The documentary interviews two of the couples that were reportedly in the running to adopt Natalia. “I can feel evil when I come into a room,” said one of the potential parents, Dwane Faris. “I couldn’t really put my finger on whether it was the situation that was evil or Natalia, there was something wrong with her... and I think that’s the first time I’ve ever completely trusted that intuition.”

The Barnetts felt differently. After picking up Natalia, the new family went straight to Disneyland Florida, which was reportedly, at first, an extremely happy week. But very quickly the Barnetts started to feel something wasn’t right: according to the docuseries, Kristine screamed when she was bathing her daughter and saw that she had “full pubic hair”.

Things get messy in the documentary

This was only the beginning of matters which raised the Barnetts’ suspicions that Natalia might not be who she was supposed to be. According to the docuseries, Natalia had also reportedly started to menstruate – which typically takes place between the ages of 10 and 16 years.
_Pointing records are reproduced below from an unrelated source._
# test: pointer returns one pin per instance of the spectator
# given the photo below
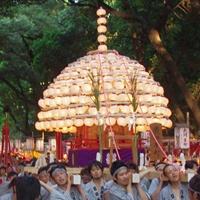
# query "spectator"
(85, 176)
(194, 187)
(121, 185)
(175, 189)
(95, 187)
(64, 190)
(23, 188)
(138, 191)
(191, 164)
(157, 183)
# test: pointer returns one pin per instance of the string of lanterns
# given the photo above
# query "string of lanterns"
(68, 101)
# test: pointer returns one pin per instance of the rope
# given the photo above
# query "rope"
(107, 106)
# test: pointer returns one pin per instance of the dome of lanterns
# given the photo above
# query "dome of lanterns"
(103, 87)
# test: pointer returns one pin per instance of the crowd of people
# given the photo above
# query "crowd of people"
(52, 182)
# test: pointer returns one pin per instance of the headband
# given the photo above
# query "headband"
(119, 169)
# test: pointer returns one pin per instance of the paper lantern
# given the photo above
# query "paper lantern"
(39, 146)
(78, 122)
(88, 121)
(110, 121)
(29, 144)
(121, 121)
(52, 144)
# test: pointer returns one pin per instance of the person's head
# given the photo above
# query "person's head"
(194, 187)
(172, 172)
(85, 175)
(198, 171)
(96, 169)
(9, 168)
(132, 167)
(59, 175)
(2, 171)
(191, 164)
(119, 172)
(25, 188)
(43, 174)
(11, 175)
(159, 167)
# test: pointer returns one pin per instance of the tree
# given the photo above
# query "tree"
(153, 23)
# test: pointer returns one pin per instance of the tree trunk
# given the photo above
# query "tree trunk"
(172, 68)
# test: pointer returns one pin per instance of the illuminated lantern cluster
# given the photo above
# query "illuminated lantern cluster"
(68, 101)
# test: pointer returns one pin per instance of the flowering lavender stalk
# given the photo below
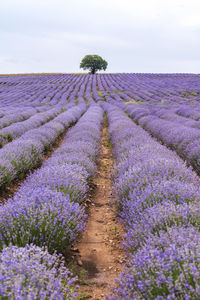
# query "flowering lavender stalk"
(44, 210)
(26, 152)
(158, 202)
(32, 273)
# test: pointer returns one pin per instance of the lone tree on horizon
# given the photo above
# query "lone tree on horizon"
(93, 63)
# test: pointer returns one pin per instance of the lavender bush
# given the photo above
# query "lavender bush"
(32, 273)
(158, 202)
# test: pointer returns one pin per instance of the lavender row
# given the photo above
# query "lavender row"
(17, 129)
(45, 212)
(46, 209)
(26, 152)
(184, 140)
(158, 201)
(30, 272)
(17, 116)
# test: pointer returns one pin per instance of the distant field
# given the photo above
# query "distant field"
(68, 140)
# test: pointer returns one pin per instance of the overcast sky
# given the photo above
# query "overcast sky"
(133, 36)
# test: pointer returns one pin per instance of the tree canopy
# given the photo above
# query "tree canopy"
(94, 63)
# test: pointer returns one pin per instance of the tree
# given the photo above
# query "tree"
(93, 63)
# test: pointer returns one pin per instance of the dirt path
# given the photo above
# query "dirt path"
(99, 251)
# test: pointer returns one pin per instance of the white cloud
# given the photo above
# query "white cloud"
(145, 35)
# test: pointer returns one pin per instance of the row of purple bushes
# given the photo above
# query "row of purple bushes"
(46, 212)
(158, 200)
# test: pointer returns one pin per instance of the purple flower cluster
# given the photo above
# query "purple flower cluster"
(25, 153)
(180, 135)
(45, 210)
(32, 273)
(15, 130)
(158, 202)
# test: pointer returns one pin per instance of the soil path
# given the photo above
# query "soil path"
(100, 254)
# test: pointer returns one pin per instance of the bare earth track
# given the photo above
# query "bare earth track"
(99, 251)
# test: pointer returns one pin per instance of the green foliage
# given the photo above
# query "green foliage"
(94, 63)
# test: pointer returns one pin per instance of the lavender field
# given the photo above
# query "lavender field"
(51, 129)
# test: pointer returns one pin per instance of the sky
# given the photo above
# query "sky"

Then there were other aspects about Natalia which the Barnetts felt bolstered their case. Natalia had an American accent, even though she had only been in America for a short period of time, and they said she didn’t understand Ukrainian. She was also taller and seemed generally more developed than someone typically her age.

The drama doesn’t stop there

But that is really the beginning of what becomes a horrendous tragedy – both for the Barnetts, whose actions would lead to their prosecution, and whose marriage broke down as a result of the adoption, and for Natalia – who was allegedly treated so badly by the Barnetts that a neighbour called social services on the family.
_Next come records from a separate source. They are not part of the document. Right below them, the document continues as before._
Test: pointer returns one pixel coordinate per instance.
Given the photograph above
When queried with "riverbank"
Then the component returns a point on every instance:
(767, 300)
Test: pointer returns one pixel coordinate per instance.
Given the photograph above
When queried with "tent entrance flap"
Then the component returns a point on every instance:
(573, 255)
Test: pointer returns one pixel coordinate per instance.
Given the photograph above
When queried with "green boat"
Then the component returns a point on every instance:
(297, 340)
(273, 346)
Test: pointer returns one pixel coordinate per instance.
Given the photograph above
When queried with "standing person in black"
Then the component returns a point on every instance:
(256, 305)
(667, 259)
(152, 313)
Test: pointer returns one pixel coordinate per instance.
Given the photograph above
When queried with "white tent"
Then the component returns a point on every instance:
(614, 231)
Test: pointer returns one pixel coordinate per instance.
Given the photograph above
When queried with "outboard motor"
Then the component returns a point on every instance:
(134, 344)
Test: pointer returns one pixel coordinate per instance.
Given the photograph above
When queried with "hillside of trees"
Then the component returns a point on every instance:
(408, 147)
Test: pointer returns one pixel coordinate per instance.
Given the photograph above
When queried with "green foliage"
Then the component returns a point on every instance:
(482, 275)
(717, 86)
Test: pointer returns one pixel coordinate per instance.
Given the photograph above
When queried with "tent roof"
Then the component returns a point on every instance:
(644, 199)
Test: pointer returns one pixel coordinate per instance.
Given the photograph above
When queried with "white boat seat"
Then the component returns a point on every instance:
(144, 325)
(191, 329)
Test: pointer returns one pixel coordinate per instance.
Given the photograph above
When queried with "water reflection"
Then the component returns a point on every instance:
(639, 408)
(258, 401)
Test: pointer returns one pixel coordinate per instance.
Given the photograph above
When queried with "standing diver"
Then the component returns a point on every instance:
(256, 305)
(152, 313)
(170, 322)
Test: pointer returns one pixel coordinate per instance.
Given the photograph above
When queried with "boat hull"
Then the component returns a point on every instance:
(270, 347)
The Barnetts made some serious accusations against Natalia. As Michael puts it in the show, they believed they were living with a “con artist sociopath... We don’t know who she is,” he said. “We don’t know where she’s really from. Who the f*** is this person?”
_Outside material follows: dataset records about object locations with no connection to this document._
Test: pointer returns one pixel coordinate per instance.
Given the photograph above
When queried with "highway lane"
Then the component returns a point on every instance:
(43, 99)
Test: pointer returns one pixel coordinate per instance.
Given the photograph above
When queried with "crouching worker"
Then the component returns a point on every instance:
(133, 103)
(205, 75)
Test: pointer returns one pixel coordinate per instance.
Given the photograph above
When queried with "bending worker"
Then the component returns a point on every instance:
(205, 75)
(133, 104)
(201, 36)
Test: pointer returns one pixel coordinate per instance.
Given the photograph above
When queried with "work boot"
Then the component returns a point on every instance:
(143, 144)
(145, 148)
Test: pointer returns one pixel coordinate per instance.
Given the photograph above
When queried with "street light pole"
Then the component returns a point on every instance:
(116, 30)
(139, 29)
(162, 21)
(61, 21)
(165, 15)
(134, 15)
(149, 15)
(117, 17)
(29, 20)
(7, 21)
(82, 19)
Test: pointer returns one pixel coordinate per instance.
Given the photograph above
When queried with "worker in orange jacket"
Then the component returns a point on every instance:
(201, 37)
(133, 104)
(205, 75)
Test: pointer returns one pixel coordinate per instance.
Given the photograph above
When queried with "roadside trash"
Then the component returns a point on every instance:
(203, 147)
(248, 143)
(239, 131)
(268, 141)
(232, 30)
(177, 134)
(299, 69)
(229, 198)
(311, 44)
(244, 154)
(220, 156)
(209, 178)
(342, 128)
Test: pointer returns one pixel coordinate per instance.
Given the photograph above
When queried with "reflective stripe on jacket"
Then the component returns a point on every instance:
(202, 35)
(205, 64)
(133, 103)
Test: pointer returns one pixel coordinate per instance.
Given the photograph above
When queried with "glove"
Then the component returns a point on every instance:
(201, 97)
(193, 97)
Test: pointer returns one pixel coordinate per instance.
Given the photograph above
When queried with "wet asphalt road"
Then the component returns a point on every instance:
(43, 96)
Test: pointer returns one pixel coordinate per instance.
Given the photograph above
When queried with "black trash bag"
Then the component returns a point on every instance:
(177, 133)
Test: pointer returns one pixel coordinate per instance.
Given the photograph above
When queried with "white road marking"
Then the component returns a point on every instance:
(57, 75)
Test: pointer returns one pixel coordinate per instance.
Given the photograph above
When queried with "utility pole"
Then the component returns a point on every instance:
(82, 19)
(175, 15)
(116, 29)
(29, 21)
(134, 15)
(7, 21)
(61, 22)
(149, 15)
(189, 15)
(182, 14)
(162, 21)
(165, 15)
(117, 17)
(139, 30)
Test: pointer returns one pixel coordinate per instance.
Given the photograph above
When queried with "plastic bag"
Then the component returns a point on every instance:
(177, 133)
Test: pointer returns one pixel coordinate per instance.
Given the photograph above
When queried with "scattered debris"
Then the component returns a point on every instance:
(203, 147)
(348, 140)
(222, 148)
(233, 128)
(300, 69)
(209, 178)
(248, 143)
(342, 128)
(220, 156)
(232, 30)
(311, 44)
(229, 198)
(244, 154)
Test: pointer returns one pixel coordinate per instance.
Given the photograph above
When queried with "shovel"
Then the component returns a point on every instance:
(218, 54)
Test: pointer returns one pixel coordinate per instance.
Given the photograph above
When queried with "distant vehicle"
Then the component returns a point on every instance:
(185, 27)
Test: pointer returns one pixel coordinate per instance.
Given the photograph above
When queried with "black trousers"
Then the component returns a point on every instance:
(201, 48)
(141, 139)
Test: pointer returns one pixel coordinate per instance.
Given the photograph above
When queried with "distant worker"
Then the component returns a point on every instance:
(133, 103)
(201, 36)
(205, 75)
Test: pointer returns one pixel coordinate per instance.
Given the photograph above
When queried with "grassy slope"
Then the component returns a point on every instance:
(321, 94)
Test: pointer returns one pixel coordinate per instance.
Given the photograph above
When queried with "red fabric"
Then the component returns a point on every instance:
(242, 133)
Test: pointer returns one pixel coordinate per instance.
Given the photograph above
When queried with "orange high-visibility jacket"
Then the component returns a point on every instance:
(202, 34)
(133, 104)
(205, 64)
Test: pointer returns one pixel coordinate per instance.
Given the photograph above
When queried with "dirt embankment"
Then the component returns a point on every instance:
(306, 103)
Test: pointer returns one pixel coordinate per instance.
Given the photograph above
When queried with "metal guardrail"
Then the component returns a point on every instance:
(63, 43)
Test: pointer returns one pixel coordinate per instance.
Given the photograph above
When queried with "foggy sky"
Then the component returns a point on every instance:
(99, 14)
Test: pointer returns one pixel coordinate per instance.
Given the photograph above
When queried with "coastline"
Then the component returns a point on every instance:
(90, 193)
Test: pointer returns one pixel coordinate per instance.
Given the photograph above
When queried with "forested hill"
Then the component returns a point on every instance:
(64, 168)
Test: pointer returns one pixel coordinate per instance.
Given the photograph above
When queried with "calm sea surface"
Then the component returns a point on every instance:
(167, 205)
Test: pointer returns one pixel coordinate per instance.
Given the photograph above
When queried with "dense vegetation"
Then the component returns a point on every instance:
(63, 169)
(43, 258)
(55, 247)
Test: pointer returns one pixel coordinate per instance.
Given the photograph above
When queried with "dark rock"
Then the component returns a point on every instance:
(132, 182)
Over the two years that they lived together, the Barnetts said that Natalia became aggressive: Michael says that she tried to poison and kill his wife; that she threatened to stab his sons, and that once he woke up in the night and found Natalia standing at the end of the bed, wielding a knife. They also accused Natalia of defecating and urinating on their youngest son.

“We were all abused,” shouts Michael, crying, in the show. “I hate this.”

But the documentary also looks into the way that the Barnetts treated Natalia. Michael accused Kristine of beating Natalia. “My mum is definitely not 100 per cent innocent,” said one of the sons in the show. In the series Michael claims that Kristine punished Natalia by making her stand at a wall for hours or sleeping outside. A neighbour was so disturbed by these actions that they called social services on the Barnetts.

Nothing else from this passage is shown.